Hey, I've started my slow dive into my previous personal hell ... for you, my friend (well, maybe somewhat for myself too). I think it's gonna be as long as a frickin' telephone book by the time I'm finished. But I don't think yours will be... you had a few years head start on me, and honestly, those years DO make a difference.

Sending you cyber hugs...

Dto3 said...

Not the reaction I'm sure you were evoking, but I've never laughed so hard in my life as I did when I read the word "cycle" in your entry. My son recently watched "the video" at school and on our way home tonight, he said.

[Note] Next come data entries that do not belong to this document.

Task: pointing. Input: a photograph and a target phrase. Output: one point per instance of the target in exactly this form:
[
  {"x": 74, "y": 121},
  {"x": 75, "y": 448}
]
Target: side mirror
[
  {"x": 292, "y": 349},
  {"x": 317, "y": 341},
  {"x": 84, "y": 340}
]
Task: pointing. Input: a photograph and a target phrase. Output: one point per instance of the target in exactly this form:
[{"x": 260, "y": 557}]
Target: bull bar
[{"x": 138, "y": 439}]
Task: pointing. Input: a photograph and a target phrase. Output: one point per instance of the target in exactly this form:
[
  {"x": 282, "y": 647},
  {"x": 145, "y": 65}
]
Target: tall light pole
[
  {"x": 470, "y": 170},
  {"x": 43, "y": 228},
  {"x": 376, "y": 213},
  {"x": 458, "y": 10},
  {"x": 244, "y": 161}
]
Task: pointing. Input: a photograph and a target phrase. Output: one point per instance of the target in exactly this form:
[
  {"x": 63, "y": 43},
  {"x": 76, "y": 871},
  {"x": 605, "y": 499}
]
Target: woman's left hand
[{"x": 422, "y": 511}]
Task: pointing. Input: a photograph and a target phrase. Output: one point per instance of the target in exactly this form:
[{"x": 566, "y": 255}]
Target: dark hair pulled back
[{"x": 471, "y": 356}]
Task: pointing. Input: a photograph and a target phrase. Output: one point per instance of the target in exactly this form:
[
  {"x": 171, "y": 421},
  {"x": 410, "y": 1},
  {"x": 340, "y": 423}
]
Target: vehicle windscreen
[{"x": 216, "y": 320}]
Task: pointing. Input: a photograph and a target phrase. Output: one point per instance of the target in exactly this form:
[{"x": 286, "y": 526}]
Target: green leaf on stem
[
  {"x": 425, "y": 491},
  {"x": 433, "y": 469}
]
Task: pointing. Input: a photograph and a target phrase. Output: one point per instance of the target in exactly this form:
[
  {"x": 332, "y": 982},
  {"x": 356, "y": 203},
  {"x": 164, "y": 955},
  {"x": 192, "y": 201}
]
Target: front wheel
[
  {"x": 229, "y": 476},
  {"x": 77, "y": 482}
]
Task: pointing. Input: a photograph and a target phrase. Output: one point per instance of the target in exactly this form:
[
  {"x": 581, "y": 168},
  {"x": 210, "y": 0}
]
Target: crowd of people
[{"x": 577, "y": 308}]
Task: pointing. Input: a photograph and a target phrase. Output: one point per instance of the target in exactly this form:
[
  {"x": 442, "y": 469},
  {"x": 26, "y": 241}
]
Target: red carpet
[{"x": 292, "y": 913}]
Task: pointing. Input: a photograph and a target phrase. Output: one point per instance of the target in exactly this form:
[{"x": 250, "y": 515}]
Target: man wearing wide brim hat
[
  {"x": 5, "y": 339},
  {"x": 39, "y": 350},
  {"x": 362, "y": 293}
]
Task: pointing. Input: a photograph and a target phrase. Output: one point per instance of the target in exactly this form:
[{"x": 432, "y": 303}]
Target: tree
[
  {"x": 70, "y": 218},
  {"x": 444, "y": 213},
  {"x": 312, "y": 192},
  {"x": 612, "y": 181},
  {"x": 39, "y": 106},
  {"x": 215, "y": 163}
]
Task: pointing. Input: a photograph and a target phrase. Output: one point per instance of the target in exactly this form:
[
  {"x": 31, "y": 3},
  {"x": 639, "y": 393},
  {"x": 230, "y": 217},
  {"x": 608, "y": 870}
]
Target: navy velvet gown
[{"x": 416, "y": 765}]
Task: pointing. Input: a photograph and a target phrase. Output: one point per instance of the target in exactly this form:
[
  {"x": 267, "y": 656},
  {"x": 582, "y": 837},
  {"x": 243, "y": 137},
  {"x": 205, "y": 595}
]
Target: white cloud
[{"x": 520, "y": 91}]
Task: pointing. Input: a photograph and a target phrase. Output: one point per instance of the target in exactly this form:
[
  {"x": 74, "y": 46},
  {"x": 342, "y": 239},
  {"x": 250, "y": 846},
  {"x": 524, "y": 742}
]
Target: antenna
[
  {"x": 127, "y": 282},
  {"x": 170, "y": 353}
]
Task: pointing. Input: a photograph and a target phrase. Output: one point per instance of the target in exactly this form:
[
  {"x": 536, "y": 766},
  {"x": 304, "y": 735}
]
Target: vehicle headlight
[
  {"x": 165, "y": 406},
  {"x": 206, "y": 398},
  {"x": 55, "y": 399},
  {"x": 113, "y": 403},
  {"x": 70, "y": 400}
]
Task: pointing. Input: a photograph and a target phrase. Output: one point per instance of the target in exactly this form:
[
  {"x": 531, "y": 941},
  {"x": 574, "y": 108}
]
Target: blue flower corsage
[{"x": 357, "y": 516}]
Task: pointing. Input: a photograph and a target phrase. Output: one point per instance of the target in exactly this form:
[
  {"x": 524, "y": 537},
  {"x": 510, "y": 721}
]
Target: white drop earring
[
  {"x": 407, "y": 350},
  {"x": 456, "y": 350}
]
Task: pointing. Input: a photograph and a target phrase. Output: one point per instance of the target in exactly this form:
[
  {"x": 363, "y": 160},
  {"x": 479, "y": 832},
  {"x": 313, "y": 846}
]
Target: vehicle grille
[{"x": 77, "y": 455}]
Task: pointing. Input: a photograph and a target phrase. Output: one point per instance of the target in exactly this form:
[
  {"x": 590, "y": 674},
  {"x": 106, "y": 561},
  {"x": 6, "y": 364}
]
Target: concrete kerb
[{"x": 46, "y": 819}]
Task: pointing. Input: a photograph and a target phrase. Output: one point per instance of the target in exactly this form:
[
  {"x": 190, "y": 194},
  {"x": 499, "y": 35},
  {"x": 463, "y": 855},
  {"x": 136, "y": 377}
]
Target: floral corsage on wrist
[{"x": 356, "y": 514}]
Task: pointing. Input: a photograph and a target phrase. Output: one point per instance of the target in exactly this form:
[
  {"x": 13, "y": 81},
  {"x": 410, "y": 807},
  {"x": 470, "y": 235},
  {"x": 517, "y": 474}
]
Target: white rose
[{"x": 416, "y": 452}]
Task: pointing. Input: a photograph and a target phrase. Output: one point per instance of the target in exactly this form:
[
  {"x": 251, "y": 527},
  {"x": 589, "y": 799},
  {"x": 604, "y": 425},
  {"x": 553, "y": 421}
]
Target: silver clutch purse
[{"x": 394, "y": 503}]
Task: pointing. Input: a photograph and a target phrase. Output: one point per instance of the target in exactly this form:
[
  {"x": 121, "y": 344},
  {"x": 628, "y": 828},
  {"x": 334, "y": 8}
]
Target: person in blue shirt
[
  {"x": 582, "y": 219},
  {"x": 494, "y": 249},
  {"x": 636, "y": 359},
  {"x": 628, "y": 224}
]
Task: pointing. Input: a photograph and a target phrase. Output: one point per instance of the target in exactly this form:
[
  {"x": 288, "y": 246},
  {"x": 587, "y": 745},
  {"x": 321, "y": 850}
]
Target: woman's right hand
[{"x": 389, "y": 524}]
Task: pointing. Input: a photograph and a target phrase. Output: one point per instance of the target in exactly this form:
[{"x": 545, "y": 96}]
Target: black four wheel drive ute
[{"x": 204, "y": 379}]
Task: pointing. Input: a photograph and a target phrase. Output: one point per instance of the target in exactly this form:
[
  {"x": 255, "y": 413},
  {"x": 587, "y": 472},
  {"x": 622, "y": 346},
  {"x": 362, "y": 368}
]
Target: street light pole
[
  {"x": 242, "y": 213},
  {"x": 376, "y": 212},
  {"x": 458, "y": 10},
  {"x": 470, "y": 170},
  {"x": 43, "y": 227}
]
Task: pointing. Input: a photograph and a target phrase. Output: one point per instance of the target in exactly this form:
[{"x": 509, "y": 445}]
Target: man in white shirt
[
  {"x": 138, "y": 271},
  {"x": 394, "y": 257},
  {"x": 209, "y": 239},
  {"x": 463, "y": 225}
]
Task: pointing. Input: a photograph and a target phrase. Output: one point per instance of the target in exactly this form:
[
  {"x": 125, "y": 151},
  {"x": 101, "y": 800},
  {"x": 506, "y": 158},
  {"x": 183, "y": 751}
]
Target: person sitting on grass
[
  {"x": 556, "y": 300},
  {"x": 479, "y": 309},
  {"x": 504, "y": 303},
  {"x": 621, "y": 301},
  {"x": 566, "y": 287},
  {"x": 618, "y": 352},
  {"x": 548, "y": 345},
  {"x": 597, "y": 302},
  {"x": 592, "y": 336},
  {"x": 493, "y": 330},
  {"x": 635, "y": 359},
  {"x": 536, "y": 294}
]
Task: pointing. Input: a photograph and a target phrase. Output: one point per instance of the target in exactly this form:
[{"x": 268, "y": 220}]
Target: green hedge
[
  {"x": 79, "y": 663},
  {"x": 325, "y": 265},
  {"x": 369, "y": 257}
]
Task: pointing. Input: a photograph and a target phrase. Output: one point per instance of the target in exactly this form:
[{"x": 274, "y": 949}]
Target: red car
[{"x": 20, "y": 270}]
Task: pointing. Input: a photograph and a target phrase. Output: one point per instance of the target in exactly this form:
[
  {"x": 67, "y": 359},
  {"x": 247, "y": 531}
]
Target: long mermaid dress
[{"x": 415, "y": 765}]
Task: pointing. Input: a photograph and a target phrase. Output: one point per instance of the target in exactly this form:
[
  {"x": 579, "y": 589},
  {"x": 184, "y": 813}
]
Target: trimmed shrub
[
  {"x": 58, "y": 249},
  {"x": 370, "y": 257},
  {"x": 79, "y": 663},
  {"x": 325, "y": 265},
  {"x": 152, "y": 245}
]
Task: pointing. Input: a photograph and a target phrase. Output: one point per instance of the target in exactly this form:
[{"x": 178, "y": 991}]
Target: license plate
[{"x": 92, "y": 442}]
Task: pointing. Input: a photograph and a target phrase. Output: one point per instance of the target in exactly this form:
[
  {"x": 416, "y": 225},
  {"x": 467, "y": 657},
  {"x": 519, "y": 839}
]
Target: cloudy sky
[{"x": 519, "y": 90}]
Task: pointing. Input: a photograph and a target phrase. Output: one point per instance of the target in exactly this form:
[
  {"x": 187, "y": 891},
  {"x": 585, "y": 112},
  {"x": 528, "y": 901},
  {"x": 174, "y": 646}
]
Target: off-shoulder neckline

Dad, I really wish I didn't know what I know now. I don't think I can ever look at Mom the same. Does she go through the monthly "cycle?" Best of luck to you!

Anonymous said...

As long as you don't change your mind half way through and try to offer me double glazing incentive instead.

Martin said...

@Momo Fali - I think it may be too hot for him to handle.

@justmylife - Thanks, it's appreciated regardless.

@Tyler - Thank you. I do too.
But me, sarcastic? surely not....

@Karen MEG - Thanks.
I can't wait to read more, honestly.

@Dto3 - This WAS actually meant to belighthearted! so you got it right.
Your poor kid!

thanks.

@abritdifferent - even with a 10 year guarantee? I'm Irish, I could tarmac your driveway?

Lee said...

Again, nothing constructive to add.

Have you given any thought to writing a book?

You have a unique voice, and are going through something that many have gone through/can relate to. I think it would be a powerful story.

$.02

Martin said...

@Lee - Thank you, it's really weird to have people say that.

I wouldn't know where to start, and well, as I've said before, books need endings.

Sue said...

Yes. Exactly right, she says, delurking.

The only thing I would add to the request for a successful cycle would be a long and healthy 40 weeks with squalling, pink, healthy baby at the end of it.

(Sorry, don't mean to rain your request. I am a lawyer's kid (and an infertile with RPL) and I have learned about being specific.)

I am so hoping you get your cycle. So hoping.